Atherosclerotic risk factors and carotid stiffness in elderly asymptomatic HD patients.

Several studies showed that carotid atherosclerosis and stiffness are independent prognostic factors of cardiovascular morbidity and mortality in the general population and in end-stage renal disease patients. However, the impact of established risk factors on carotid structural and elastic properties in non-diabetic elderly hemodialysis patients with negative history for cardiovascular disease has not been fully elucidated. In this paper, we investigated the effect of established and potential risk factors on carotid atherosclerosis and stiffness. Thirty stable, non-symptomatic, non-diabetic patients, aged 65-years and older (mean age 71.4+/-4.15, range 65-79) on hemodialysis for more than 6 months, were included. All patients underwent B-mode ultrasonography of common carotid artery estimating intima-media wall thickness and wall-to-lumen ratio bilaterally and checking for the presence of plaques. Carotid elasticity was evaluated by compliance, distensibility, and the incremental elastic modulus (Einc), whereas systemic arterial stiffening was evaluated by the augmentation index provided by tonometry of radial artery. Our results showed that presence of carotid plaques and wall thickening were frequent findings in this population (76% and 73.3%, respectively) and they were positively associated with fibrinogen (P<0.005), diastolic blood pressure (P<0.004), visceral obesity (P<0.001) and bio-intact PTH (i-PTH) (P=0.03). Overall, systemic and carotid stiffness were strongly correlated with hs-CRP (P=0.018), serum ferritin (P=0.02) with age (P=0.03), lipids (P=0.03) and i-PTH (P=0.05). In conclusion, our findings show that stiffening and atherosclerosis in non-symptomatic elderly HD patients are very common and they are related not only to hemodynamic changes (diastolic blood pressure), inflammation (hs-CRP, fibrinogen, ferritin) or metabolic dysfunction (increased i-PTH, abnormal lipid profile), but also to abnormal fat deposition (increased waist to hip ratio and waist circumference). Considering the high morbidity and mortality of elderly patients, close monitoring of these parameters could be useful to prevent cardiovascular events.

Oxidative stress markers and C-reactive protein in end-stage renal failure patients on dialysis.

OBJECTIVE: The inflammatory status is a well-documented factor influencing the development of oxidative stress in dialysis patients. This study intends to evaluate the inflammatory activity and the plasma levels of total antioxidant capacity (TAC) and lipid peroxidation products in patients on peritoneal dialysis (PD), by comparison with hemodialysis (HD) patients. PATIENTS AND METHODS: Plasma concentration of TAC, lipid peroxidation products and C-reactive protein (CRP) were measured in 24 patients on PD, 32 HD patients (pre and post treatment) and 16 normal controls (NC). RESULTS: All patients had higher levels of TAC and lipid peroxidation products than NC (p < 0.001). Patients on PD, had similar levels to patients before HD but significantly higher (p < 0.001) than those post HD. The CRP concentration was higher in HD than in PD patients (p < 0.05).
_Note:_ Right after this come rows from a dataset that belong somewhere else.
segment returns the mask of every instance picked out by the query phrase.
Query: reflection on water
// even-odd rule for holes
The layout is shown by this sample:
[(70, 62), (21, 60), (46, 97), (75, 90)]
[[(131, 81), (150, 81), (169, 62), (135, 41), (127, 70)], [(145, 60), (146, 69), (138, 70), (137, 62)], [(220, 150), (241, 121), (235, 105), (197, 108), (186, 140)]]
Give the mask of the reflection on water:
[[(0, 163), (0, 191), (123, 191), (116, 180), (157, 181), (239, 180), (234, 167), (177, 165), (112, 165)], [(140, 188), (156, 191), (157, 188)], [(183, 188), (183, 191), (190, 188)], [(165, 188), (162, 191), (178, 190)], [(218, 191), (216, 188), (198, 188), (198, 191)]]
The percentage of patients with CRP > 10 mg/l was 48% in HD patients and 21% in PD patients. No correlation was observed between CRP and TAC nor CRP and MDA levels. CONCLUSIONS: We conclude that although PD and HD patients show an equal susceptibility in oxidative stress, CRP levels are higher in HD patients and this is indicative of a higher degree of inflammatory activity in these patients.